After looking at the gdb backtraces again, it was noticed that the code in heap/* was doing memory allocation while under the THR_LOCK_heap mutex. In fact the glibc free routine was blocking on its own mutex when holding the THR_LOCK_heap mutex:
#0 0x0fc538a8 in __lll_lock_wait () from /lib/tls/libc.so.6 #1 0x0fbdb0a0 in free () from /lib/tls/libc.so.6 #2 0x1042b458 in my_no_flags_free () #3 0x102522c4 in ha_heap::create () #4 0x102531c0 in ha_heap::open () #5 0x1024db80 in handler::ha_open () #6 0x101c9ae0 in create_tmp_table () #7 0x101dc6b0 in JOIN::optimize () #8 0x101e1ccc in mysql_select () #9 0x101e26c8 in handle_select () #10 0x1018bb6c in mysql_execute_command () #11 0x101ec414 in Prepared_statement::execute () #12 0x101ec8c4 in mysql_stmt_execute () #13 0x10192d5c in dispatch_command () #14 0x10193f94 in do_command () #15 0x101949c0 in handle_one_connection () #16 0x0ff50618 in start_thread () from /lib/tls/libpthread.so.0
The glibc malloc library is known to have issues with threading. Since these allocation calls are all wrapped in the THR_LOCK_heap mutex, these negative effects could be multiplied.

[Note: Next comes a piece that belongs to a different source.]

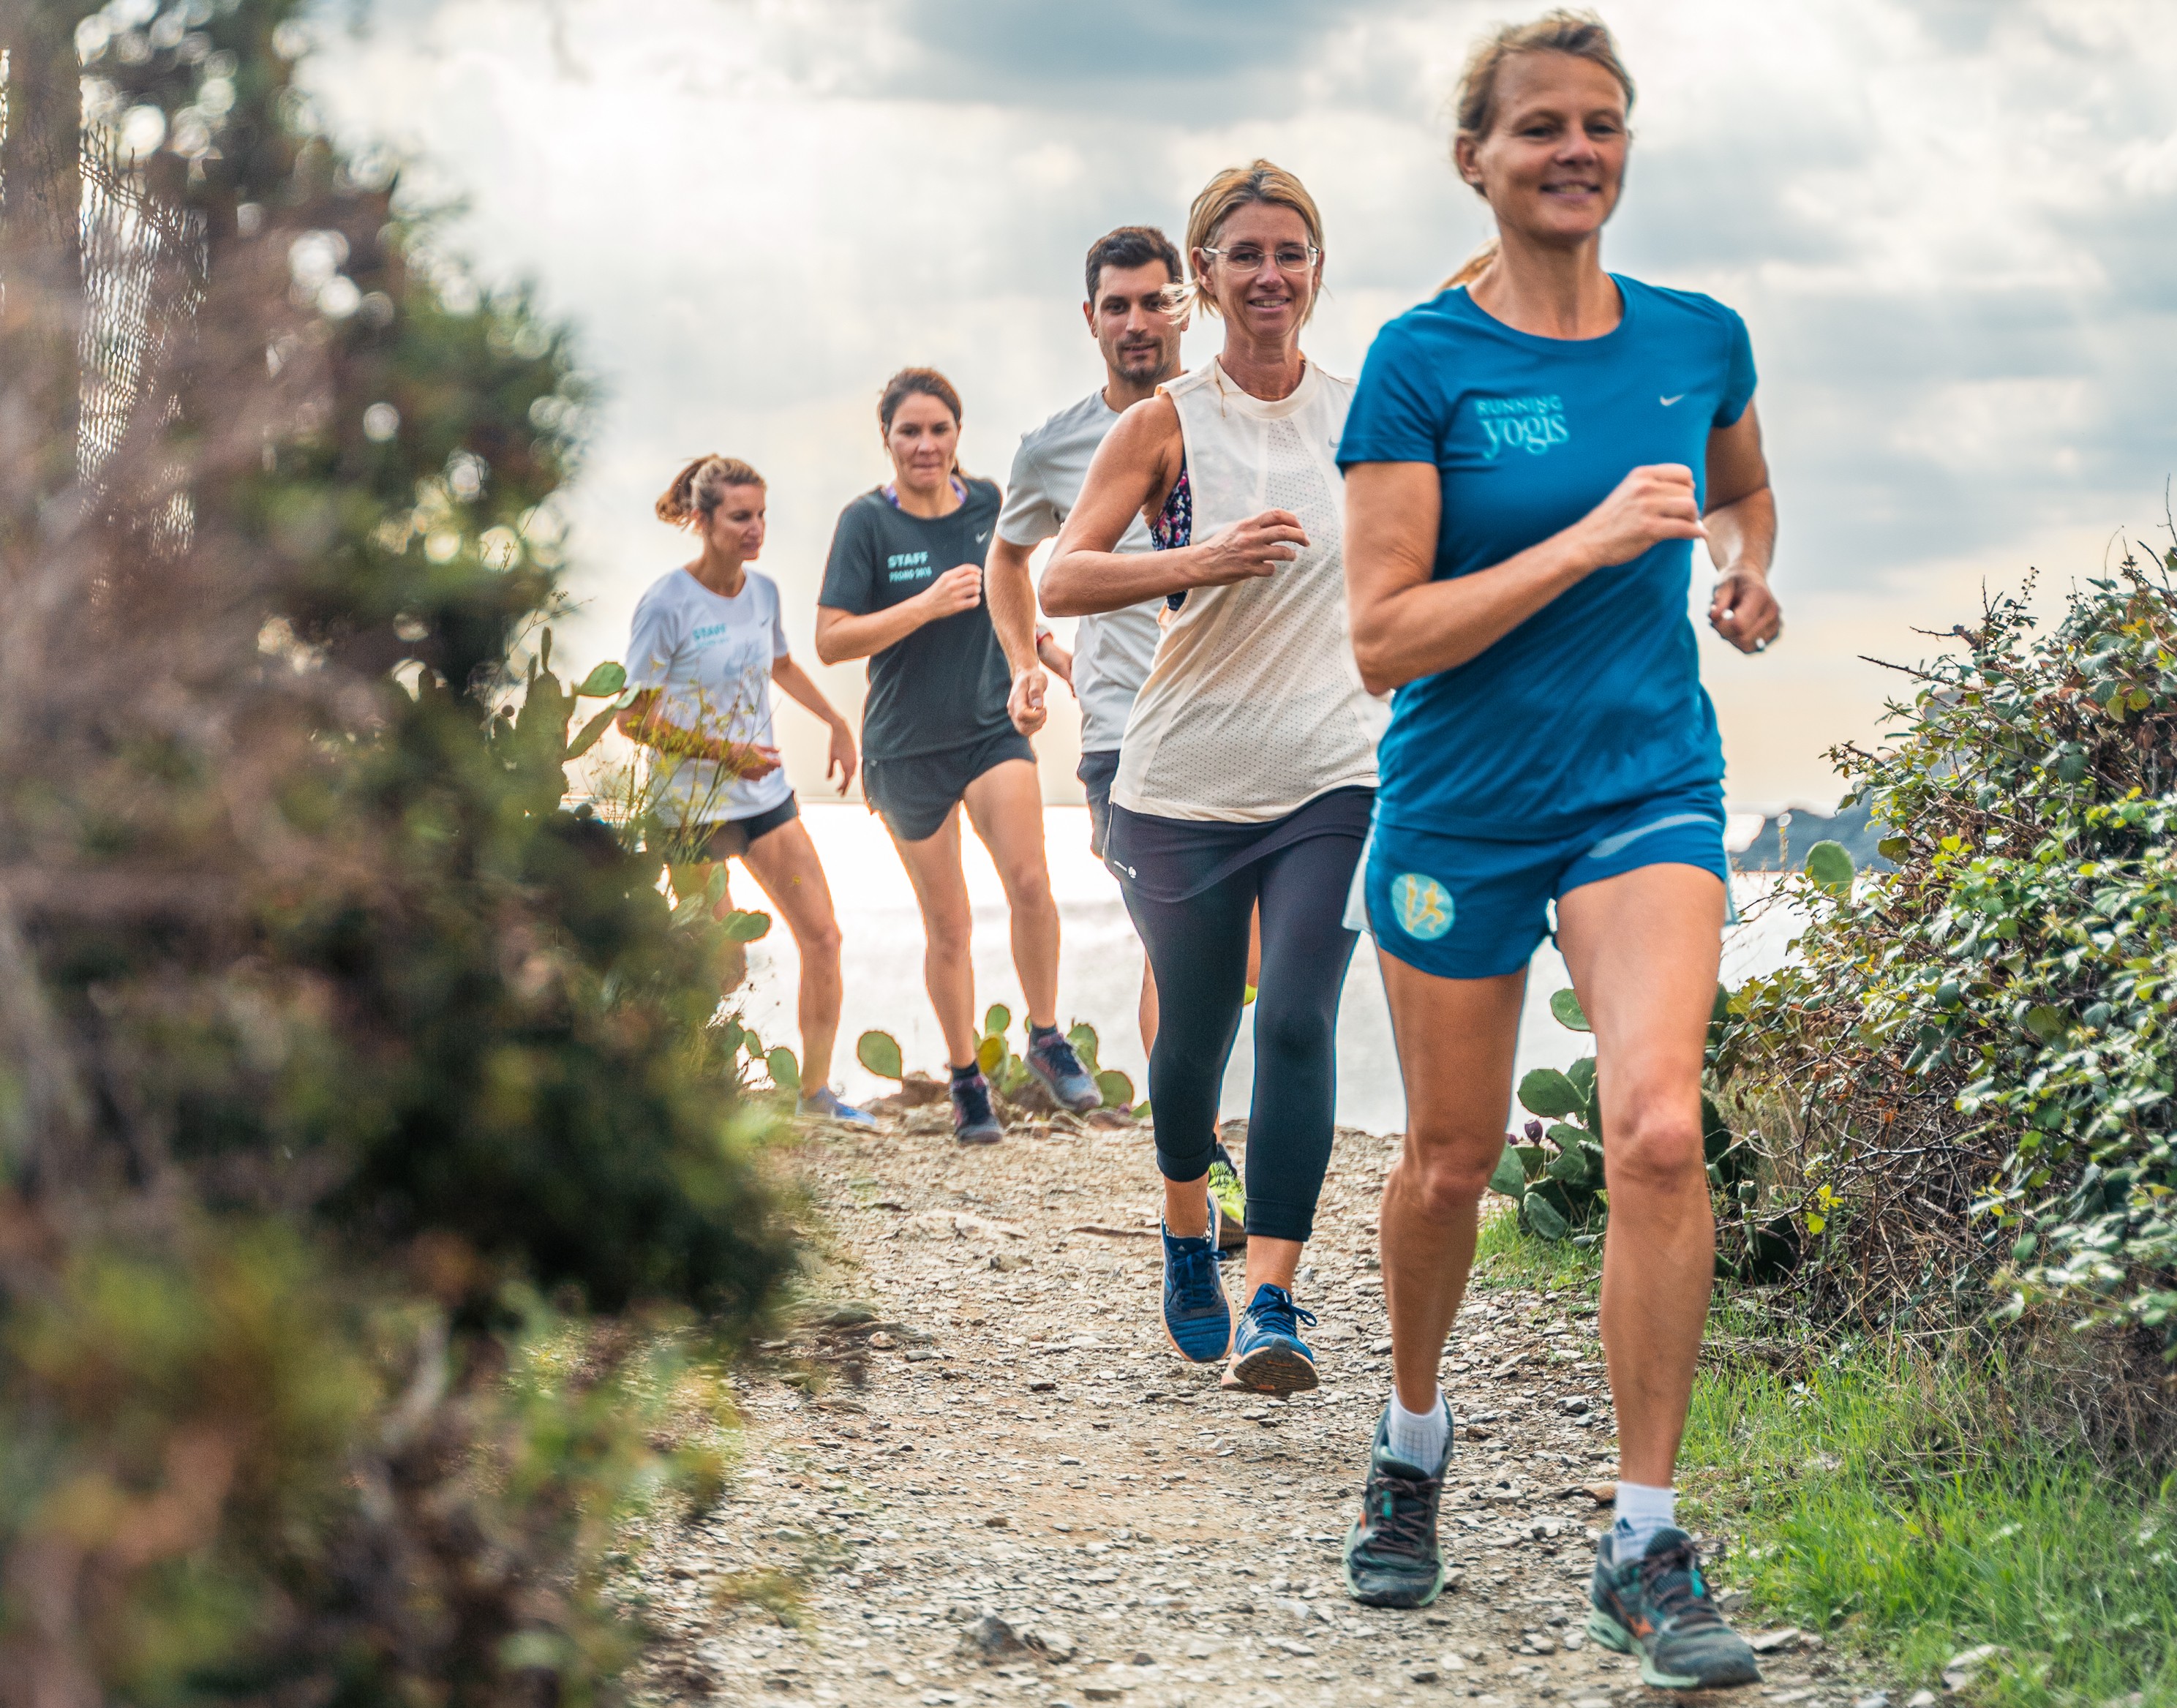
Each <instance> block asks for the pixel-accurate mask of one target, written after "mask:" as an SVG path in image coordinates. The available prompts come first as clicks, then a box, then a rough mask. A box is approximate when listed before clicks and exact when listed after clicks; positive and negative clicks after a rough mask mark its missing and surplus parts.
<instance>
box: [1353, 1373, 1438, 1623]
mask: <svg viewBox="0 0 2177 1708" xmlns="http://www.w3.org/2000/svg"><path fill="white" fill-rule="evenodd" d="M1450 1425H1452V1403H1450V1401H1443V1427H1446V1429H1450ZM1450 1462H1452V1440H1450V1436H1448V1434H1446V1438H1443V1458H1441V1460H1439V1462H1437V1469H1435V1471H1424V1469H1422V1466H1419V1464H1406V1462H1404V1460H1398V1458H1391V1408H1389V1406H1385V1412H1382V1423H1378V1425H1376V1447H1374V1449H1372V1451H1369V1462H1367V1486H1365V1488H1363V1490H1361V1517H1358V1519H1356V1521H1354V1527H1352V1530H1348V1532H1345V1588H1348V1591H1350V1593H1352V1597H1354V1601H1358V1604H1361V1606H1365V1608H1426V1606H1428V1604H1430V1601H1435V1599H1437V1593H1439V1591H1441V1588H1443V1549H1441V1547H1439V1545H1437V1501H1441V1499H1443V1471H1446V1466H1448V1464H1450Z"/></svg>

Google have written an alternate malloc library that is known to perform better with threads. Debian has packaged it, so it is a simple matter of downloading and using LD_PRELOAD again:
# apt-get install libgoogle-perftools0 # LD_PRELOAD=/usr/lib/libtcmalloc.so:override_sched_setscheduler.so /usr/sbin/mysqld
A run was done with both the setscheduler hack and the google malloc library:
Replacing the glibc malloc with the google malloc has fixed the scalability issue.